The Docker container mounts the /app folder, so FILEPATH should be relative to /app. /app/documents is ignored by git, so is a good place for files you want to load but not commit.

Loading documents in a deployed environment

The refresh-ingestion.sh script generates deployment scripts for both dev and prod environments.
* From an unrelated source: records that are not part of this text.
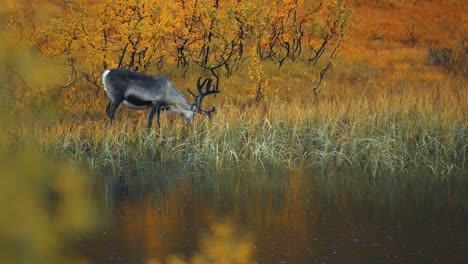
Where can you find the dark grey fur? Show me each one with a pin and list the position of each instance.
(138, 91)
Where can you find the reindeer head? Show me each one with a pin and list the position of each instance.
(204, 88)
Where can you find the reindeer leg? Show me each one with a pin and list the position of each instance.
(110, 110)
(154, 109)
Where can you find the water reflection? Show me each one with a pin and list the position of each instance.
(293, 217)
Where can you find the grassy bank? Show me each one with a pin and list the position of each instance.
(394, 102)
(413, 125)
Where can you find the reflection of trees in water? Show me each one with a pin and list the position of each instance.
(169, 208)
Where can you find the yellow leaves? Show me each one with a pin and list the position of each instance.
(222, 245)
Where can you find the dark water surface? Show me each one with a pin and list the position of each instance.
(291, 217)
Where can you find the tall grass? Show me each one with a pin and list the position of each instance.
(406, 126)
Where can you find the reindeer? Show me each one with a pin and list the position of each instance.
(139, 91)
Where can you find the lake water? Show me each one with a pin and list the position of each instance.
(287, 216)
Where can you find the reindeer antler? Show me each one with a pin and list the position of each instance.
(198, 99)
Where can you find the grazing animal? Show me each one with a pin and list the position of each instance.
(139, 91)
After running the script, you'll find refresh-dev-YYYY-MM-DD.sh and refresh-prod-YYYY-MM-DD.sh in the top-level directory.

For manual deployment, the deployed application includes an S3 bucket, following the format s3://decision-support-tool-app-<env>, e.g., s3://decision-support-tool-app-dev.
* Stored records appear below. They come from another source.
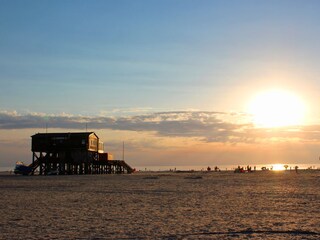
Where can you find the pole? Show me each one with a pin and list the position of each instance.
(123, 150)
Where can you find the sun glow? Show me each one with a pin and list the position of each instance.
(277, 108)
(278, 167)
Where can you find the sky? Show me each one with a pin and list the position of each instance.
(173, 79)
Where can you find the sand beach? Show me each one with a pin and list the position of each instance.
(162, 205)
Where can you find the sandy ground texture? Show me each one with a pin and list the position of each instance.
(199, 205)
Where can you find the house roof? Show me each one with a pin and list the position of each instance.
(68, 134)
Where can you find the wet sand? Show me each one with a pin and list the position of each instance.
(199, 205)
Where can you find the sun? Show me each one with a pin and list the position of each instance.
(276, 108)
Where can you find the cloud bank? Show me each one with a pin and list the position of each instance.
(207, 126)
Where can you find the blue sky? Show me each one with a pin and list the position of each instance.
(124, 57)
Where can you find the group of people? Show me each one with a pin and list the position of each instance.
(242, 169)
(216, 169)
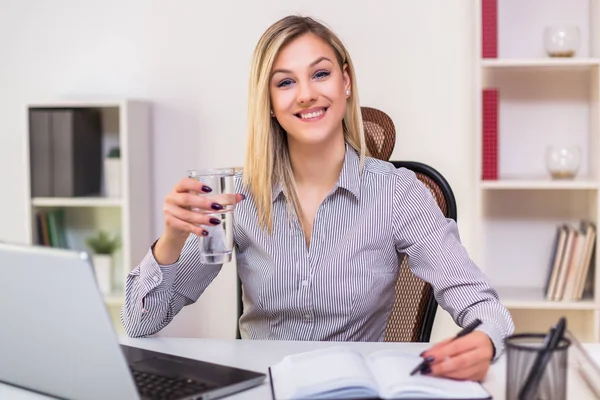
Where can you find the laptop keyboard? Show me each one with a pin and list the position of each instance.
(159, 387)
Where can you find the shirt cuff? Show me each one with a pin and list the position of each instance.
(154, 276)
(495, 336)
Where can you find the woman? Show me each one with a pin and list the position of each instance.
(318, 224)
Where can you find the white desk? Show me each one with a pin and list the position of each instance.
(259, 355)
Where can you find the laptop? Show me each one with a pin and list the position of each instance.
(57, 338)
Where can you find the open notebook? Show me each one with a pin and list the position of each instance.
(341, 373)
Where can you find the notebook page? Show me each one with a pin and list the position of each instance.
(300, 375)
(392, 372)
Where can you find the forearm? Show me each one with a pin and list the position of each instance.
(167, 249)
(463, 290)
(155, 294)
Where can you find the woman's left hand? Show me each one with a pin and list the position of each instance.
(466, 358)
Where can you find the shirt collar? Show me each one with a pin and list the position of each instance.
(349, 178)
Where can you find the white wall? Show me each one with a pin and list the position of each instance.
(191, 58)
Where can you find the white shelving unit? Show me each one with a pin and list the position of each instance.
(126, 124)
(543, 101)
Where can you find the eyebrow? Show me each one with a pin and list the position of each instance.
(287, 71)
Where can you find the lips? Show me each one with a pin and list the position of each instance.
(312, 113)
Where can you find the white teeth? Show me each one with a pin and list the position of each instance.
(312, 114)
After authenticating with AWS, from the root of this repo run:

aws s3 cp path/to/scrapings.json s3://decision-support-tool-app-dev/
./bin/run-command app <ENVIRONMENT> '["ingest-runner", "dataset_id", "--json_input", "s3://decision-support-tool-app-dev/scrapings.json"]'

Replace <ENVIRONMENT> with your environment, e.g., dev.
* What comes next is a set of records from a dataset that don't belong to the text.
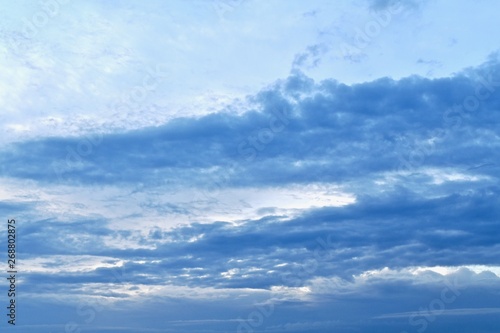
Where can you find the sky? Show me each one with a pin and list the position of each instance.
(251, 166)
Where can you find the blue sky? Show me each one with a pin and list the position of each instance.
(251, 166)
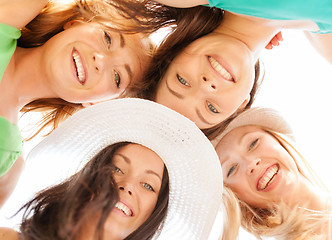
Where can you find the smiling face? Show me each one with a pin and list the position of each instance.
(209, 81)
(257, 167)
(138, 174)
(88, 62)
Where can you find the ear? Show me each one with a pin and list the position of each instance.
(71, 23)
(85, 105)
(244, 103)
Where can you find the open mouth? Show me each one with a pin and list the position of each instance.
(126, 210)
(80, 73)
(220, 69)
(268, 177)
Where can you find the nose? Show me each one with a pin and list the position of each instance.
(252, 165)
(209, 83)
(99, 60)
(126, 188)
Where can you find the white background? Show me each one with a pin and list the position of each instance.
(298, 82)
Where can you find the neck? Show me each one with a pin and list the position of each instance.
(256, 33)
(25, 78)
(310, 197)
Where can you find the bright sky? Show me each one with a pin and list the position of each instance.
(298, 82)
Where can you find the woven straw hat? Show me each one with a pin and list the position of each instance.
(192, 163)
(265, 117)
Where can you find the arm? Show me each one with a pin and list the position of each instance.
(183, 3)
(8, 234)
(18, 13)
(9, 180)
(322, 43)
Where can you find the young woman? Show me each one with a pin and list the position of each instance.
(188, 77)
(122, 193)
(69, 55)
(315, 19)
(268, 182)
(211, 79)
(154, 135)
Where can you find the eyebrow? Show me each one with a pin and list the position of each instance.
(122, 41)
(130, 73)
(173, 92)
(149, 171)
(200, 116)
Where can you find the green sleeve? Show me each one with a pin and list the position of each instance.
(11, 145)
(8, 41)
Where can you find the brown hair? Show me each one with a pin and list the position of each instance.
(127, 16)
(192, 24)
(61, 211)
Resuming ingestion for large datasets

For large datasets like edd and la_policy, use the --resume flag to continue ingestion from where it last stopped:

./bin/run-command app <ENVIRONMENT> '["ingest-runner", "edd", "--json_input", "s3://decision-support-tool-app-dev/edd/edd_scrapings.json", "--resume"]'

This will commit the DB transaction for each Document, rather than committing after all Document records are added.

To Skip Access to the DB

For dry-runs or exporting of markdown files, avoid reading and writing to the DB during ingestion by adding the --skip_db argument:

make ingest-runner args="dataset_id --json_input=path/to/scrapings.json --skip_db"

Or set the environment variable before running refresh-ingestion.sh:

export SKIP_LOCAL_EMBEDDING=true
./refresh-ingestion.sh dataset_id

Batch processing

To have answers generated for multiple questions at once, create a .csv file with a question column, for example:

question
"What is the base period for SDI?"
"Where can I find the Spanish version of the claims information?"
"What types of support does the program offer for individuals recovering from an illness or injury?"

Then, in the chat interface, submit the message Batch processing to the chatbot and upload the .csv file when prompted.

The input file can have additional columns beyond question. They will be preserved in the output file, in addition to the response columns.

Backing up DB contents

Since the DB contents will be replaced upon reingestion, new UUIDs will be generated for reingested chunks and documents, which can make diagnosing problems challenging when logs refer to UUIDs that no longer exist in the DB. Before running refresh-ingestion.sh, it behooves us to create a backup of DB contents so we can reference the old UUIDs (after restoring the backup to a local DB).

To backup DB contents for the dev deployment, run ./bin/run-command app dev '["pg-dump", "backup"]' to create a PostgreSQL dump file and upload it to the pg_dumps folder in S3. For the prod environment, replace dev with prod.

Restoring DB contents locally

To restore the DB contents locally, run make pg-dump args="restore --dumpfile db.dump", replacing db.dump with the file downloaded from S3. Run make pg-dump args="--help" for more options.